Intan langsung menghambur ke pelukanku. Aku kaget sekali. Air matanya tumpah lagi sampai merembes di seragamku. “Aku putus sama Anton, dia mutusin aku, padahal aku sayang banget sama dia. Dia nyelingkuhin aku. Terus tiba-tiba dia mutusin aku, dia bilang udah gak cocok.” Sambil terisak-isak dia menjelaskan. “Aku nyesel udah terjebak sama pesonanya, aku nyesel. Aku gak mau lagi pacaran, manisnya bentar dong, sakitnya yang lebih banyak. Dia juga udah berani-beraninya megang tangan aku, padahal tangan aku cuma buat suami aku dong. Aku nyesel sekarang aku udah gak suci lagi.”
Aku dan Klara saling berpandangan, lalu kami tertawa terbahak-bahak. Bagaimana tidak hanya karena dipegang tangannya jadi gak suci lagi, benar-benar konyol.
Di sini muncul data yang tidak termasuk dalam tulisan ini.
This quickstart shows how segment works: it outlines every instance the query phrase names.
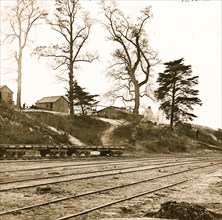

“Kok kalian tertawa, aku sedih ni. Huaaaaaaa.” Tangisnya pecah lagi membuat semua mata memandang ke arah kami.
“Bukannya apa ya Ntan, kalau cuma dipegang sih gak bakalan hilang kok sucinya paling cuma batal wudhu haha, tapi jangan pegang-pegang tangan lagi ya, haram loh, ntar Allah marah.” Jelasku sambil tertawa-tawa kecil.
***
“Zaraaa, kok melamun sih”. Aku terhenyak dari lamunanku sambil tersenyum.
“Aku ingat jaman jahilnya kita dulu, gak nyangka sekarang kamu jadi muslimah sejati gini”
“Ini semua kan karena kamu dan Ara juga, kamu juga udah panjangan aja jilbabnya dari yang dulu, hehe.”
“Oh ya, ngomong-ngomong Ara gimana ya, aku jadi penasaran ni.”
“Iya sama aku juga penasaran ni.”
“Kamu mau ke acara reunion kan? Bareng yuk, soal mobil kamu maaf ya, nanti aku ganti rugi deh”
“Eh gak usah gak papa”.
“Alhamdulillah, untung aja padahal aku lagi kering banget” batinku.
Intan segera masuk ke mobilnya dan aku menyusulnya di belakang. Sesampainya di sana, aku juga kaget melihat sahabatku Ara, kini dia juga sudah sama seperti aku dan Intan. Berdiri dengan mantapnya sambil menuggu kami dengan jilbab lebarnya yang menjulur sampai ke bawah dada.
“Semoga persahabatan kita sampai ke syurga ya sahabat-sahabatku” batinku.